Karena pembicaraan itu terus
berkepanjangan, sementara mereka yang hadir juga diundang di majlis yang lain,
maka syekh Yusuf mengajak tamu-tamunya untuk pergi. Hasan Al Banna yang
sebenarnya tidak diundang untuk acara tersebut, ikut pula bersama mereka.
Mereka semua berkunjung ke rumah salah seorang ulama’ yang bernama syekh
Muhammad Sa’ad.
Di rumah syekh Muhammad Sa’ad,
Hasan Al Banna sengaja memilih tempat duduk persis di sebelah syekh Yusuf yang
merupakan ulama’ yang dituakan, agar perhatian turut pula ditujukan kepadanya.
Benar saja, tuan rumah tidak lama kemudian bertanya kepada syekh Yusuf tentang
pemuda yang ada di sebelahnya, yang tidak lain adalah Hasan Al Banna, yang saat
itu usianya baru 21 tahun.
Di rumah syekh Sa’ad mereka
disuguhi aneka makanan lezat. Melihat semuanya itu, Hasan Al Banna merasa panas
dan tidak senang hatinya. Beliau kemudian berkata: “Apakah kalian kira Allah
swt tidak akan menghisab kalian dengan apa yang kalian perbuatan seperti ini?

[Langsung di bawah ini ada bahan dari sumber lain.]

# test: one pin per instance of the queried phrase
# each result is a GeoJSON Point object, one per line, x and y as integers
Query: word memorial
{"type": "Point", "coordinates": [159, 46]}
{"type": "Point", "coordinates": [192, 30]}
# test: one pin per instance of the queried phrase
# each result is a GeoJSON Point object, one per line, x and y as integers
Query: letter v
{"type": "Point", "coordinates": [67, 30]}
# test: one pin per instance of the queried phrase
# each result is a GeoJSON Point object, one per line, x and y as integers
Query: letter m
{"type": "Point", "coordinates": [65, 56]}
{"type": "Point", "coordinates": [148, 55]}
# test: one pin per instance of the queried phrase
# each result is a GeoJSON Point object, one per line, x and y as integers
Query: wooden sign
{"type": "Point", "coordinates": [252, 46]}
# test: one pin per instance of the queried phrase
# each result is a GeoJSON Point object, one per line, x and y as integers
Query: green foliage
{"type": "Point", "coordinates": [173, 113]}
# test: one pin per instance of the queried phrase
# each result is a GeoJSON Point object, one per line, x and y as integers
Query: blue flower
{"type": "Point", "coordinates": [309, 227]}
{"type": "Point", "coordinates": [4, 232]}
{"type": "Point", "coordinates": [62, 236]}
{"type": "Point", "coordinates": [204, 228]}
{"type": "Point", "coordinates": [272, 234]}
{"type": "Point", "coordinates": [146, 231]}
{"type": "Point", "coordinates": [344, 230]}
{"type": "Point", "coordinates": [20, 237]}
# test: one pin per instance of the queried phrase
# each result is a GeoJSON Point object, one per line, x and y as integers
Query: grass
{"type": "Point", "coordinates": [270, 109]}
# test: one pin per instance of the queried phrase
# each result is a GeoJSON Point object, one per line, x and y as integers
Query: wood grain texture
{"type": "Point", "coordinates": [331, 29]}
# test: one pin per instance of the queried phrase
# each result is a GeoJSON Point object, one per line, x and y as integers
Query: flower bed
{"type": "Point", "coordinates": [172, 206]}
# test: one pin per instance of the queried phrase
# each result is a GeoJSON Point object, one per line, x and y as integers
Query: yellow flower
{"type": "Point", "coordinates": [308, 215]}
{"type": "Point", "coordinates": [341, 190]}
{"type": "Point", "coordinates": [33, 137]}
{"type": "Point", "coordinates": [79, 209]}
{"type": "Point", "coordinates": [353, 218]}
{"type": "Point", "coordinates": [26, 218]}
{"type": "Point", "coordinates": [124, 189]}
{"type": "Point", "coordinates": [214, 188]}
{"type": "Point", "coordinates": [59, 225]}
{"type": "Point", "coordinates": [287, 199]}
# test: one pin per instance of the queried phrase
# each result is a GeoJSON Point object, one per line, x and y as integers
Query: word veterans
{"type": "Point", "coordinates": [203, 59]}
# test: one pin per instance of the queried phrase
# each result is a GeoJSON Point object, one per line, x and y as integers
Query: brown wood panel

Jika kalian tahu bahwa Islam memiliki ulama’-ulama’ selain kalian, tolong
tunjukkan aku kepada mereka, mungkin aku akan mendapatkan sesuatu dari mereka
yang tidak aku dapatkan pada kalian!”
Mendengar ucapan Hasan Al Banna
ini, syekh Sa’ad menangis, lalu ia berkata: “idzan, madza af’al (kalau
begitu, apa yang harus saya lakukan?) jawab Al Banna: Masalah ummat ini adalah
masalah yang berat. Sebagaimana mereka menyerang ummat ini dengan
tulisan-tulisan, kita hadapi pula tindakan mereka dengan tulisan, kalian adalah
ulama’-ulama’ besar dan memiliki hubungan yang luas. Kumpulkan orang-orang kaya
untuk menyokong dana dan kalian para ulama’ menyiapkan tulisan-tulisan untuk
menghadapi serangan mereka”.
Mendengar jawaban Hasan Al
Banna, syekh Sa’ad segera memerintahkan menyingkirkan makanan dan minuman, dan
kemudian mengambil pena dan kertas. Malam itu juga mereka menginventarisir
siapa ulama’ yang harus mereka hubungi untuk membuat tulisan dan siapa orang-orang
kaya yang akan mereka mintai bantuan dananya.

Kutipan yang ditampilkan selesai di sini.